Canada

In defence of white male students

Derek Warwick’s posters mocked his university’s president

In defence of white male studentsIn an interview not long ago about the future of post-secondary education, University of Alberta president Indira Samarasekera found herself defending an unlikely category of students: white males. “I’m going to be an advocate for young white men, because I can be,” said Samarasekera, a metallurgical engineer originally from Sri Lanka. “No one is going to question me when I say we have a problem.”

That “problem” is well known. Recent StatsCan numbers show the proportion of male vs. female university grads has dropped precipitously over the years: 58 per cent of grads aged 25 to 34 are now women. “The presidents of the major universities are very concerned we are not attracting young men in the numbers we should,” says Samarasekera, who worries about a loss of gender diversity in the future ranks of CEOs and judges. That was cause for concern when men outnumbered women, she argues—why not now? “We’ll wake up in 20 years and we will not have the benefit of enough male talent.”
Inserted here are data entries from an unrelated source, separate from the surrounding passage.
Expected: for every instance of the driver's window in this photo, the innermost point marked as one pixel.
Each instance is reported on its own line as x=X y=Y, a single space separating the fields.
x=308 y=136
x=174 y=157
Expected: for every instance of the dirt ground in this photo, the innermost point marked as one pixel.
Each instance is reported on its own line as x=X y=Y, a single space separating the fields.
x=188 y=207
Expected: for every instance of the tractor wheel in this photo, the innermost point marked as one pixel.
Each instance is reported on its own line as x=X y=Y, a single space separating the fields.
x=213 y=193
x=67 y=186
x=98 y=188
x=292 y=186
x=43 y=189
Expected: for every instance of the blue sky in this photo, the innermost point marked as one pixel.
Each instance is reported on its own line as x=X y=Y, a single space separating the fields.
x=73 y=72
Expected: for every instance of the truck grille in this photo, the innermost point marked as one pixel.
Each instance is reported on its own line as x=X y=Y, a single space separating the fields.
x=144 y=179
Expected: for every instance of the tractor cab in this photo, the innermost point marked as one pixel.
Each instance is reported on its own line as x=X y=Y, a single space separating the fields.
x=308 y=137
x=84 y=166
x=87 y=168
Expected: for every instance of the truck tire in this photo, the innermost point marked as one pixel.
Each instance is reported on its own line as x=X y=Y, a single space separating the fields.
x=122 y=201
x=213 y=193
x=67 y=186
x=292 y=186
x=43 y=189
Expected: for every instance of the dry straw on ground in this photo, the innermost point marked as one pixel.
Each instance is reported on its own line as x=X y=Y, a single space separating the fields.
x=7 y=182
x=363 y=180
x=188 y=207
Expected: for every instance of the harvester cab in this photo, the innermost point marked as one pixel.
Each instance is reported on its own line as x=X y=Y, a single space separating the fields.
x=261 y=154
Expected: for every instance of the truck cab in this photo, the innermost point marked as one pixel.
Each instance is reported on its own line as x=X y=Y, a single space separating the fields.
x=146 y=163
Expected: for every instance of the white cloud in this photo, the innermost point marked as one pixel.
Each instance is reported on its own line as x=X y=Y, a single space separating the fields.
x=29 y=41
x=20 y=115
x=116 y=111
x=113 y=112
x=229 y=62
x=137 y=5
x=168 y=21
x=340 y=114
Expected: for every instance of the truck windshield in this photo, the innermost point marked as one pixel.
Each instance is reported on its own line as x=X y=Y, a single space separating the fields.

The remarks didn’t sit well with some at the U of A. Derek Warwick, a women’s studies major, decided to respond—he and his friends plastered 300 posters mocking Samarasekera around campus. One, borrowing a motif from the 1958 flick Attack of the 50 Foot Woman, depicted a towering female student menacing the campus, with the tagline, “Women are attacking campus!”

Warwick was threatened with penalties ranging from probation to expulsion for distributing “malicious material.” “Either they didn’t like the message or they missed the satire,” he says. The U of A has since relented, and Warwick got a good deal of local attention—as well as a meeting with Samarasekera. The U of A president is standing by her comments. But she also called Warwick’s posters “clever.”